I reperti archeologici, riusati in epoche diverse, cambiano la loro funzione e significato, come il trono del II secolo A.C. di un sacerdote di Dionisio in un teatro greco sulla costa della Turchia, poi riciclato come sedia episcopale. Incuriosiscono le opere scambiate per vere come la testa di cavallo di Donatello. Un capolavoro in bronzo di una qualità anatomica indiscutibile, così come i pavimenti comaschi ricavati dai palazzi sontuosi dell’antica Roma. Tra le opere esposte c’è una preziosa mensa in bronzo e argento con decorazioni egizie, che Pietro Bembo nel 1527 incorporò nella propria vita quotidiana dotandola di piedi e facendone altro, forse un tavolo da studio.
Catalizza lo sguardo un gruppo di un leone che sbrana un cavallo (IV secolo a. C), che nel Medioevo fu trasportato in Campidoglio e usato come simbolo della potenza e della giustizia della città di Roma. Ogni singolo pezzo richiede attenzione, perché narra storie dei collezionisti e del contesto nel quale circola, come per esempio la statua di Costantino, alta 11 metri, di cui nel 1486 furono scoperti una decina di grandi frammenti, a cominciare dalla testa-ritratto. Tutti, in seguito, furono portati al Campidoglio ed esposti al pubblico come segno supremo di gloria antica che si era ridotta in frantumi ma poteva rinascere.

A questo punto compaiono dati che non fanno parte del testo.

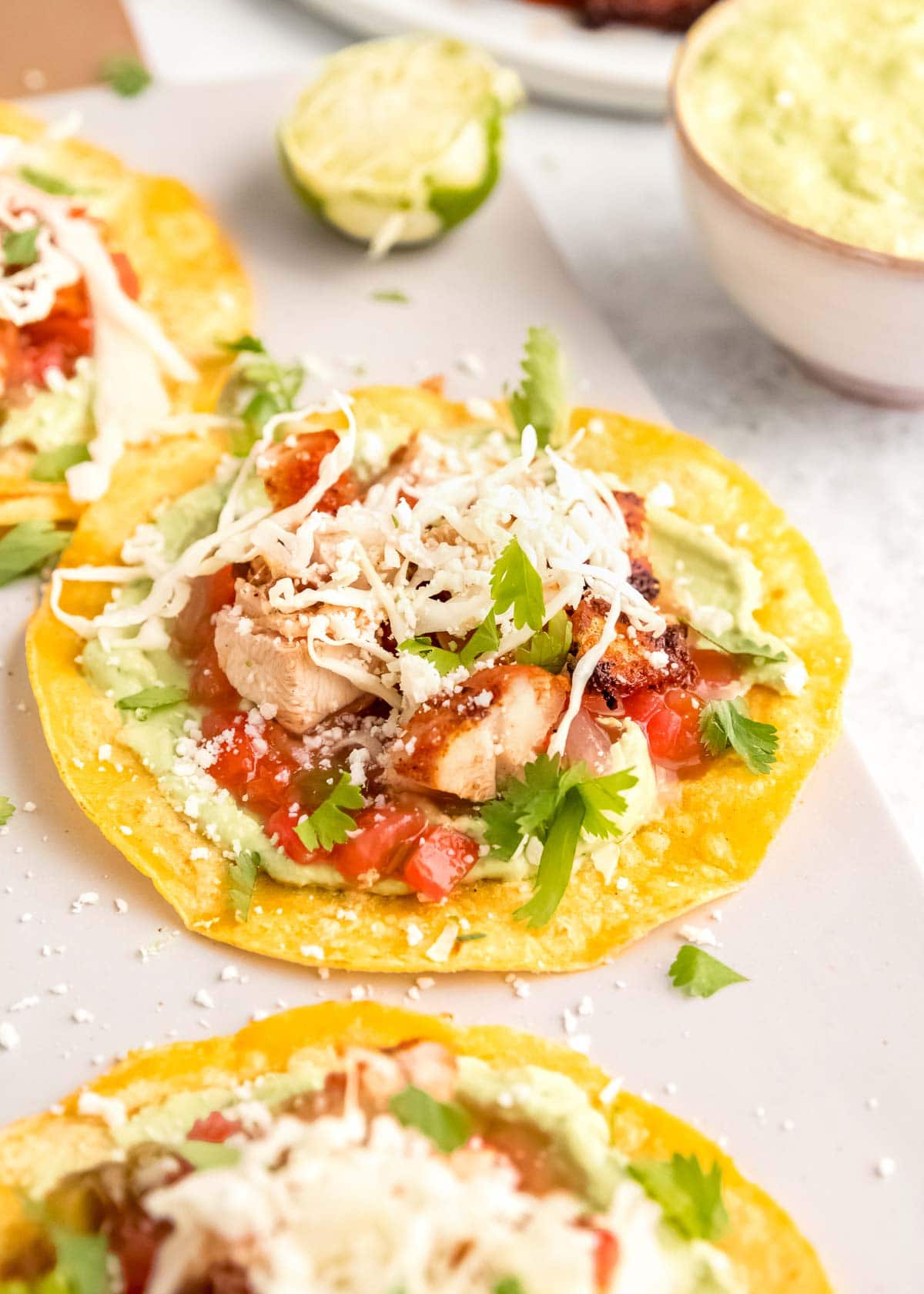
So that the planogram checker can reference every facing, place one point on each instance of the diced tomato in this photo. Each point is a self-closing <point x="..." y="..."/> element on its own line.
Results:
<point x="209" y="685"/>
<point x="439" y="860"/>
<point x="606" y="1257"/>
<point x="280" y="827"/>
<point x="209" y="594"/>
<point x="135" y="1239"/>
<point x="296" y="469"/>
<point x="214" y="1128"/>
<point x="671" y="722"/>
<point x="129" y="280"/>
<point x="245" y="763"/>
<point x="715" y="668"/>
<point x="380" y="843"/>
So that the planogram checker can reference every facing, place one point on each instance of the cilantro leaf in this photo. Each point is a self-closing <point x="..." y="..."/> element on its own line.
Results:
<point x="541" y="400"/>
<point x="209" y="1155"/>
<point x="728" y="723"/>
<point x="20" y="246"/>
<point x="484" y="639"/>
<point x="126" y="74"/>
<point x="45" y="182"/>
<point x="549" y="647"/>
<point x="443" y="660"/>
<point x="735" y="643"/>
<point x="515" y="582"/>
<point x="691" y="1200"/>
<point x="445" y="1124"/>
<point x="602" y="796"/>
<point x="51" y="464"/>
<point x="259" y="390"/>
<point x="697" y="974"/>
<point x="330" y="823"/>
<point x="157" y="698"/>
<point x="527" y="805"/>
<point x="243" y="873"/>
<point x="245" y="344"/>
<point x="555" y="862"/>
<point x="28" y="545"/>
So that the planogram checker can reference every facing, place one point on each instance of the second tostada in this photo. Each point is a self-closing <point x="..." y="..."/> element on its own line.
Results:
<point x="114" y="291"/>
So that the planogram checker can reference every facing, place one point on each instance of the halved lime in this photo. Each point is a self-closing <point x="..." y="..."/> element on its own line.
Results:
<point x="397" y="140"/>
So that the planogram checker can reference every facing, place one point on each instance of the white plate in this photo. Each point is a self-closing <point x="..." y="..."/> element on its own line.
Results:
<point x="619" y="68"/>
<point x="830" y="930"/>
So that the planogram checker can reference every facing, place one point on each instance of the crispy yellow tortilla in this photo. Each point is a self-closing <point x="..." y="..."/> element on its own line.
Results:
<point x="762" y="1241"/>
<point x="708" y="840"/>
<point x="190" y="281"/>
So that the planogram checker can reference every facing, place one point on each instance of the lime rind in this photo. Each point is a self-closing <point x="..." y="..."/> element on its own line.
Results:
<point x="399" y="140"/>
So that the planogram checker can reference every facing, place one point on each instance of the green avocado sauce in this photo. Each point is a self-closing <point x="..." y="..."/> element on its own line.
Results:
<point x="52" y="418"/>
<point x="815" y="112"/>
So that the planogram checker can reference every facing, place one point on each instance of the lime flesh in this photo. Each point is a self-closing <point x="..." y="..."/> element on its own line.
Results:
<point x="397" y="140"/>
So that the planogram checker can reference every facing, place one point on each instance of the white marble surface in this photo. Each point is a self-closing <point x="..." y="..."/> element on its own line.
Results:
<point x="851" y="477"/>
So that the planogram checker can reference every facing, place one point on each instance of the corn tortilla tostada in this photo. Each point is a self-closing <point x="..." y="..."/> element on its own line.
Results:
<point x="247" y="1157"/>
<point x="116" y="291"/>
<point x="554" y="709"/>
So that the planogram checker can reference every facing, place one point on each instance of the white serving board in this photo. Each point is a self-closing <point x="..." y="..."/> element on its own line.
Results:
<point x="619" y="68"/>
<point x="830" y="932"/>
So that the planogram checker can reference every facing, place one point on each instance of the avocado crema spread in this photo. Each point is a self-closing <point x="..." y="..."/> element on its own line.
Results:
<point x="370" y="672"/>
<point x="410" y="1168"/>
<point x="815" y="112"/>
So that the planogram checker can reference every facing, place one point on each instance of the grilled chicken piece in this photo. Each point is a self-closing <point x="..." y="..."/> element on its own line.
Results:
<point x="374" y="1077"/>
<point x="486" y="732"/>
<point x="628" y="663"/>
<point x="291" y="468"/>
<point x="642" y="578"/>
<point x="270" y="669"/>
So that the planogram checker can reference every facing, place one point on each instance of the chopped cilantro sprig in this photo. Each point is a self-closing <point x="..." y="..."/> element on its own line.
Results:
<point x="697" y="974"/>
<point x="260" y="388"/>
<point x="725" y="725"/>
<point x="126" y="74"/>
<point x="332" y="822"/>
<point x="514" y="584"/>
<point x="691" y="1200"/>
<point x="445" y="1124"/>
<point x="554" y="805"/>
<point x="243" y="873"/>
<point x="20" y="247"/>
<point x="541" y="400"/>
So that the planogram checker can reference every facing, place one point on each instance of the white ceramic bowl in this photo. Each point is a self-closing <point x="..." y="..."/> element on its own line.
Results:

Recycling Beauty è una mostra impegnativa ma necessaria, che invita a considerare la frantumazione dell’antichità e la sua ricomposizione, come antidoto all’ossessione del presente che ci domina. La statua del I secolo D.C alla quale verso il 1501 venne aggiunta una testa ad opera di uno scultore veneziano, che la identifica come Santa Ifigenia composta da tre parti separate nell’Ottocento, è stata ricomposta per la prima volta in questa mostra. E magistrale è anche l’allestimento di Koolhaas, che permette allo spettatore di sedersi davanti alle opere, affiancate da didascalie scientifiche, testi didattici e pannelli che forniscono informazioni dettagliate, con il fine di dialogare intimamente sul valore anche morale della classicità, della storia dell’arte, consapevoli della coesistenza attuale di un tempo accelerato o stagnante, in cui trasformazione e tradizione da sempre convivono.